I got home and unloaded my purchases.
Thoughts of what our baby would look like in them flooded my mind. I tried to stop, but I couldn’t help it. Would she have been a tiny baby? A big girl? Bald like her daddy? Or born with hair over her ears like her mommy? Or somewhere in between? Would she have a hint of Asian in her eyes?
I miss you, my babies. People say God has a reason for everything. Those people have never brought 7 dead babies into this world. In less than 3 years.
May 5, 2016
Today, I checked Facebook as usual…in a weight loss group, women were talking about how they were bummed about their post-birth hips, and they’d never fit back into their pre-birth jeans, even if they lost weight. I know they have no clue, but I wanted to cry. I get it, that’s a huge bummer to them.
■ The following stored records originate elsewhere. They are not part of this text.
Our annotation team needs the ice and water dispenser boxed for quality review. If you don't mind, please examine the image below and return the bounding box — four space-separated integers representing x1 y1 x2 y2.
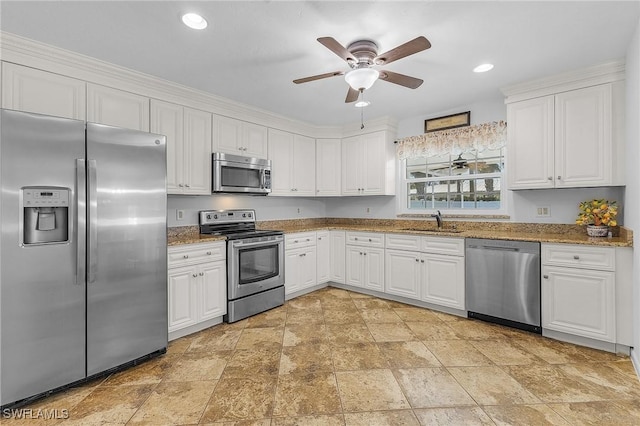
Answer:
22 187 71 245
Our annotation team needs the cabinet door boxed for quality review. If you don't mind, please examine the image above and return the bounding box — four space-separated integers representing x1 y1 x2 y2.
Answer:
168 267 198 332
342 136 362 195
330 231 346 284
345 246 365 287
292 135 316 197
316 231 331 284
284 249 304 295
151 99 184 194
384 250 421 299
360 132 387 195
298 246 318 289
556 84 612 188
2 62 87 121
241 122 268 158
364 248 384 291
269 129 294 195
507 96 555 189
211 115 243 155
184 108 211 195
542 266 615 342
316 139 342 197
87 84 149 132
420 254 464 309
198 261 227 321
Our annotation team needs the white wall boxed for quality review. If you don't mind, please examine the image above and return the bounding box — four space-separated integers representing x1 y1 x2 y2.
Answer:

But I would give anything to have that “problem,” even once, much less several times like them.
As Mother’s Day nears, I am consumed with thoughts of my babies. My first baby would be turning 2 this month. I’d probably be getting a cute hand-print card for Mother’s Day. Pictures with the kiddo, who I think was a boy.
It’s hard to force myself to shower and go on with the day, when these thoughts haunt my every waking hour. And frequently my sleeping hours, too.
May 6, 2016
Today, I’m greeted with women posting about their moms, and kids. I don’t have a mom. Which is why Mother’s Day has always sucked for me. No, she’s not dead in the ground, just dead to me. She was abusive in all the worst ways, and finally left when I was 17, and my youngest sibling was only 3. I became “mom” to them, along with others who took on that role. I dread every Mother’s Day for this reason. I can’t even think of her with bittersweet memories, or place flowers on a grave. Instead, I try and block out the memories of her beating me, and screaming “I hate you, you ruined my life!”
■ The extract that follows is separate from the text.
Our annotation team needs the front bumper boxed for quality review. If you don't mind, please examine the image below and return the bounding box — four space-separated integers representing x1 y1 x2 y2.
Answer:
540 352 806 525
When I first got pregnant, all I could think about was “now I will finally have a reason to enjoy Mother’s Day, because now I’m a mommy!”
And…I am. A mother of 7 dead babies.
All around me are pictures of women and their babies and kids. Making Mother’s Day projects, attending Mother’s Day functions, it just never ends. I should be enjoying that, but instead, my babies are in heaven, and I’m here mourning them. I may never hold a living child in my arms. 😦
May 7, 2016
Today, it’s starting. People posting about their moms and babies, changing their profile pics…
I thought I was doing fine, until tonight, when it all hit me. How will I get through tonorrow?